Apropos of nothing, I'm now, finally, properly hyped for Metal Gear Sold 4. The extraordinary, all-encompassing wall of hype finally penetrated my cynical defenses. What was once a healthy, socially acceptable enthusiasm has metastasized into something else, something dangerous.

I am not one for launch days. The Sega Dreamcast launch was the first, and until now with the 80GB MGS4 bundle, only time I ever pre-ordered and got anything day-and-date. I was like 15 back then and today I'm really wondering where the hell I got the $200+ I dropped at GameCrazy on 9/09/99. I also bought a Neo-Geo Pocket Color around then, too. Yikes. I guess I was pretty flush in cash before all the drinking, cigarette smoking, and general adult-being.

There is something very intoxicating and unhealthy about launch day hype, this partially marketing-manufactured, partially intrinsic streak of madness in most gamer-types that engulfs the community at large every few months. While I don't want to compare the launch of Grand Theft Auto 4 with the rise of Nazism, I kinda just did. All objectivity gets thrown out the window about a month before street date and in the first couple of weeks thereafter. No one can talk or write about a GTA without succumbing to the scourge of hyperbole. Nuance, balance, willingness to hear dissenting opinions, everything valuable and interesting and critical -- all the non-stupid reasons I check out message boards -- become scarce. After the level of discourse falls into bitter inanity, it seemingly can take forever before composure is regained (admittedly, nuance, balance, et al. can be pretty sparse on NeoGAF, &c under any circumstance, but right around the time a heavily promoted, AAA franchise hits, it really goes to hell.)

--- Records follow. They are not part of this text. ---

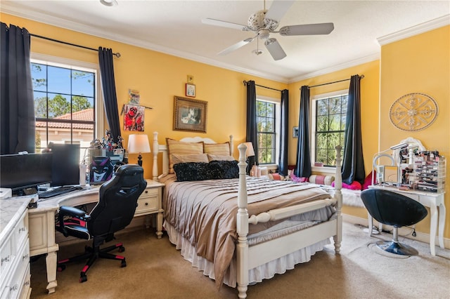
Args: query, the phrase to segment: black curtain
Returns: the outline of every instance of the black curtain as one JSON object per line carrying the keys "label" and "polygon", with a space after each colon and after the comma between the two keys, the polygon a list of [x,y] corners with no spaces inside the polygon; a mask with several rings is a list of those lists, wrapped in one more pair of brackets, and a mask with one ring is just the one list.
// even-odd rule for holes
{"label": "black curtain", "polygon": [[288,175],[288,147],[289,134],[289,91],[281,91],[281,128],[280,130],[280,160],[278,173]]}
{"label": "black curtain", "polygon": [[342,159],[342,182],[350,185],[353,181],[364,182],[364,160],[361,133],[361,77],[352,76],[347,104],[345,120],[345,145]]}
{"label": "black curtain", "polygon": [[1,22],[0,39],[0,154],[33,153],[35,121],[30,32]]}
{"label": "black curtain", "polygon": [[117,137],[120,135],[120,123],[119,122],[117,96],[115,93],[112,50],[98,47],[98,62],[106,119],[111,131],[111,136],[114,142],[117,142]]}
{"label": "black curtain", "polygon": [[297,159],[294,174],[299,178],[311,175],[311,154],[309,152],[309,88],[303,86],[300,94],[300,113],[298,120]]}
{"label": "black curtain", "polygon": [[255,150],[255,157],[248,157],[248,173],[251,166],[258,165],[258,133],[256,123],[256,86],[254,81],[247,81],[247,135],[246,141],[251,142]]}

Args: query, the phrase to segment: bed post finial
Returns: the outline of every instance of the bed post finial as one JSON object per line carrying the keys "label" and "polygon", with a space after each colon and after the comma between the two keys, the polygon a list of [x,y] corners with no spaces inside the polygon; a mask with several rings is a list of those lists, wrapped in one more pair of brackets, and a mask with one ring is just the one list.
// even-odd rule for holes
{"label": "bed post finial", "polygon": [[245,151],[247,146],[241,143],[238,146],[239,150],[239,189],[238,190],[238,217],[236,219],[236,231],[238,232],[238,244],[236,244],[236,265],[240,266],[236,270],[236,281],[238,283],[238,296],[240,298],[247,297],[248,285],[248,267],[245,263],[248,260],[248,212],[247,211],[247,163],[245,162]]}
{"label": "bed post finial", "polygon": [[158,153],[159,147],[160,146],[158,143],[158,132],[153,132],[153,168],[152,171],[153,180],[158,180]]}

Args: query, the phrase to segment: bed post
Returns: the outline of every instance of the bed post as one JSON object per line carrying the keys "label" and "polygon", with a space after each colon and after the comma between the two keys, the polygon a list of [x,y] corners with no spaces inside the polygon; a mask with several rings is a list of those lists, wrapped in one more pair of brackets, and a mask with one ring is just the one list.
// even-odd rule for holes
{"label": "bed post", "polygon": [[158,143],[158,132],[153,132],[153,180],[158,180],[158,153],[160,145]]}
{"label": "bed post", "polygon": [[339,253],[340,251],[341,241],[342,241],[342,215],[341,210],[342,208],[342,177],[341,173],[341,157],[340,152],[342,147],[336,146],[336,174],[335,178],[335,198],[338,200],[336,206],[336,220],[338,221],[336,234],[333,237],[335,241],[335,252]]}
{"label": "bed post", "polygon": [[247,211],[247,183],[245,182],[247,163],[245,151],[247,146],[241,143],[238,146],[239,150],[239,189],[238,190],[238,217],[236,231],[238,244],[236,244],[236,281],[238,282],[238,297],[247,297],[248,285],[248,213]]}

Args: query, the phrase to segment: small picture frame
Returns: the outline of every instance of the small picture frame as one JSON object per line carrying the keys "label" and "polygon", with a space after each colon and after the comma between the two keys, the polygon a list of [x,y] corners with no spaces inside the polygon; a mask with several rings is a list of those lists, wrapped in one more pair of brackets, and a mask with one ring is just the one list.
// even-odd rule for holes
{"label": "small picture frame", "polygon": [[186,84],[186,96],[195,98],[195,85],[191,83]]}
{"label": "small picture frame", "polygon": [[206,133],[207,102],[174,97],[174,131]]}

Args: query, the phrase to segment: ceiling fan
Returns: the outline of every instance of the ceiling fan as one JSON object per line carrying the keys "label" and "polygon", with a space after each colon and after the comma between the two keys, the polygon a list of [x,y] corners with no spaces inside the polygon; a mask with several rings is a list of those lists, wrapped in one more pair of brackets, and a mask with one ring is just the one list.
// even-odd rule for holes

For some reason, I'm usually immune to this kind of (oh god I'm gonna say it) frothing demand. I figure the big mega-budget titles are going to be about as rare as air molecules in the used-game section six months later, where I will gladly snap them up for less money. I'd like to think I get a clearer picture of a game's true merits if I'm distanced from the hype avalanche.



That said, no fucking way I'm not playing MGS4 June 11th at 11:59 PM in the parking lot of the GameStop that employs me (assuming my store is holding a midnight launch, although I don't know why we wouldn't looking at the pre-orders). I'll bring the TV there and set it up beforehand; you can't expect me to wait until I get home, can you?

In unrelated news, I'm a little sad I sold my 360, because Ninja Gaiden II looks enjoyable enough to merit the fragility, loudness, questionable aesthetics , paying for online gaming bullshitery, all-shooter lineup and all the other problems I had with the system. The main problem was, it wasn't my DS, which I cannot see the PS3 usurping as my primary gaming system either.

Until I get an HDTV. Then, who knows.